Portanto, repergunto: temos, de verdade, uma “cultura de precedentes”? Afinal, cultura não se impõe. Assim como não se impõe um precedente. Ou uma tese. Precedentes não são prospectivos.

No fundo, no Brasil cultura de precedentes quer dizer realismo jurídico. Ou, mais simples: jurisprudencialização do direito. Sobre isso sugiro a leitura da coluna em que tratei do tema. Ali explico por que os precedentes não são obedecidos: uma teoria cética não pode exigir que os demais componentes do sistema não sejam céticos. Os juízes e tribunais também seguem o realismo e, como se sabe, quem adota o realismo não acredita em textos, porque são “indeterminados” (a chave do realismo é: os textos jurídicos são indeterminados; o direito é indeterminado). Por que obedecer? Eis a pergunta. Penso que deveríamos discutir esse assunto. Sob o manto do “princípio da caridade” de Davidson.

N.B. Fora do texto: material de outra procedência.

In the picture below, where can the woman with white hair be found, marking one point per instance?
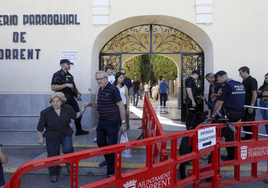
(56, 121)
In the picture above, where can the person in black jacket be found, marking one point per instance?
(231, 96)
(56, 121)
(251, 87)
(63, 81)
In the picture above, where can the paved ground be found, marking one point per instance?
(21, 147)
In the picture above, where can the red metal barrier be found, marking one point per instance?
(246, 152)
(152, 128)
(162, 174)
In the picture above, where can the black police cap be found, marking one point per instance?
(65, 61)
(196, 72)
(220, 73)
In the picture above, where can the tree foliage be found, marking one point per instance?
(133, 67)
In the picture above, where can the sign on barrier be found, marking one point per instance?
(206, 137)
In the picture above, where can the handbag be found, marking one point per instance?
(124, 139)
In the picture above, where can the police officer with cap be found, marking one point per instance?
(231, 96)
(63, 81)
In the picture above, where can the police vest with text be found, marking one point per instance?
(237, 97)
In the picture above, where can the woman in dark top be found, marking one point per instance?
(56, 120)
(263, 94)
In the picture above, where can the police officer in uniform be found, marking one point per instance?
(231, 98)
(63, 81)
(191, 101)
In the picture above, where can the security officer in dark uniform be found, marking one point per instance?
(63, 81)
(231, 98)
(192, 104)
(194, 107)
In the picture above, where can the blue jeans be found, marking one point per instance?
(163, 97)
(107, 134)
(137, 97)
(53, 149)
(264, 113)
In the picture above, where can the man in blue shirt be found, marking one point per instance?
(111, 111)
(163, 89)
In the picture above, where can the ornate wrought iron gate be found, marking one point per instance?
(155, 39)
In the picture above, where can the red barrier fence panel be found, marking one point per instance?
(151, 128)
(162, 174)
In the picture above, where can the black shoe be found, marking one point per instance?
(68, 167)
(54, 179)
(82, 132)
(109, 175)
(225, 158)
(245, 138)
(103, 163)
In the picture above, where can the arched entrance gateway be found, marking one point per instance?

Há muitos anos García Figueroa dizia haver uma espécie de realismo jurídico inconsciente na “motivação” dos juízes nos processos judiciais. Afinal, o realismo jurídico baseia-se na concepção de que o raciocínio judicial decorre de um processo psicológico. E isso acontece, complementa Figueroa, porque os juristas – em especial os juízes – descreem da capacidade justificadora do sistema jurídico. O realismo é cético diante dos textos jurídicos, pois os considera “puro papel até que se demonstre o contrário”. Roberto Lyra Filho já denunciava o psicologismo do realismo.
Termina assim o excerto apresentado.